The group forecasts that enterprise cellular M2M connections worldwide will surge from 81.8 million in 2011 to nearly 217.5 million in 2015. In the same time frame, connectivity revenue will more than double from US$3.1bn to $6.7bn, making the M2M market one of the highest growth areas in the wireless arena during the next decade.
The forecast covers ten M2M market segments: fleet management; industrial applications; security; consumer telematics; ATM, kiosk and point of sale; m-health; connected energy; digital signage; pay-as-you-drive insurance; and rent-to-own and subprime lending applications.
Enterprises seeking to cut costs will drive steady growth in fleet management and ATM, vending and point-of-sale applications. Applications that cut fuel costs, curtail menial tasks and improve work force efficiency will resonate with enterprises. The Yankee Group predicts a strong CAGR of 17 per cent in these segments.
Asian markets will significantly close the gap with other regions by 2015. Overall connections in Asia-Pacific countries will grow to 67 million – a CAGR of 30 per cent – led by strong growth in China, Korea and Japan.
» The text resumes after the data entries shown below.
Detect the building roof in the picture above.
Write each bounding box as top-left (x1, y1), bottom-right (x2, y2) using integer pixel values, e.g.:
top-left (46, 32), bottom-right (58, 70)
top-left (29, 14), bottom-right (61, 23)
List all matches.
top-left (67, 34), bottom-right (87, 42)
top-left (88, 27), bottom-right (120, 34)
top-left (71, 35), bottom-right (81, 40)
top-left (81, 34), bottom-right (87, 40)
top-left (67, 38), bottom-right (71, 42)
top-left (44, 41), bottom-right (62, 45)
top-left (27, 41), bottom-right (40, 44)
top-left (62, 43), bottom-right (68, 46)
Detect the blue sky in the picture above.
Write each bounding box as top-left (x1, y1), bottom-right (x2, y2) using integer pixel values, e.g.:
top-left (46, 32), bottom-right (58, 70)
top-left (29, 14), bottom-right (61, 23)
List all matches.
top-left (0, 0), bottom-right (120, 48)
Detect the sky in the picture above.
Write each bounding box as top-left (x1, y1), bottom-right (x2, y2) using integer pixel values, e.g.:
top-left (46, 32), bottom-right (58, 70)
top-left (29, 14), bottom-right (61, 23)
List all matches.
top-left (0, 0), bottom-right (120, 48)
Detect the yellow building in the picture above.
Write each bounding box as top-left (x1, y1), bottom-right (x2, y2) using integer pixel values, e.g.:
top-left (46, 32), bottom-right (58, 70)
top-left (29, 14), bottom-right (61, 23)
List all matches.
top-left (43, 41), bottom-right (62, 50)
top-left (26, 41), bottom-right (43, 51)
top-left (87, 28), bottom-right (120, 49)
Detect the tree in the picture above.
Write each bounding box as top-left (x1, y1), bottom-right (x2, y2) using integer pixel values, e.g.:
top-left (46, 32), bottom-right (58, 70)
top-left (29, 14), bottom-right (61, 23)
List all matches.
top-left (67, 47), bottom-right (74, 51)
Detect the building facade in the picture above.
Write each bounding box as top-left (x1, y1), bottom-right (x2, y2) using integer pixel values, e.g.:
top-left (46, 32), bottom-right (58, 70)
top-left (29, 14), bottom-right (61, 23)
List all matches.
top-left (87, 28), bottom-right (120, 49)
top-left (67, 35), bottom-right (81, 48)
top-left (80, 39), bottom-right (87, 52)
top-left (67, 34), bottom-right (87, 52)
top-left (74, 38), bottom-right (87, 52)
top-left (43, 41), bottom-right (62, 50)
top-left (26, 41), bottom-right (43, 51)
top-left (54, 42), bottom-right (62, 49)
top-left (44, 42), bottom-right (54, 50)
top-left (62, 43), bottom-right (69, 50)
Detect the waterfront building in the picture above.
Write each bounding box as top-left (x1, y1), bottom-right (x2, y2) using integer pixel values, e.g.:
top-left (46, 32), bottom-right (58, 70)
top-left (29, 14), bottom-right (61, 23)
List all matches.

Connected energy and m-health represent massive potential markets over the long term, says the report. As utilities increase cooperation with carriers, the use of cellular technology for smart grid and smart metering projects will begin to increase more dramatically in 2014 and 2015. While m-health has generated buzz in recent months, the report says a dearth of business models and regulatory hurdles may hamper the short-term proliferation of stand-alone cellular devices.
“Falling hardware prices and the increased availability of end-to-end solutions have established a more accessible M2M market for enterprises around the world,” said John Keough, Yankee Group research associate and creator of the forecast.
“As early adopters trumpet the success of their deployments, enterprises are turning out in droves to explore how their organisations can profit from M2M technology.”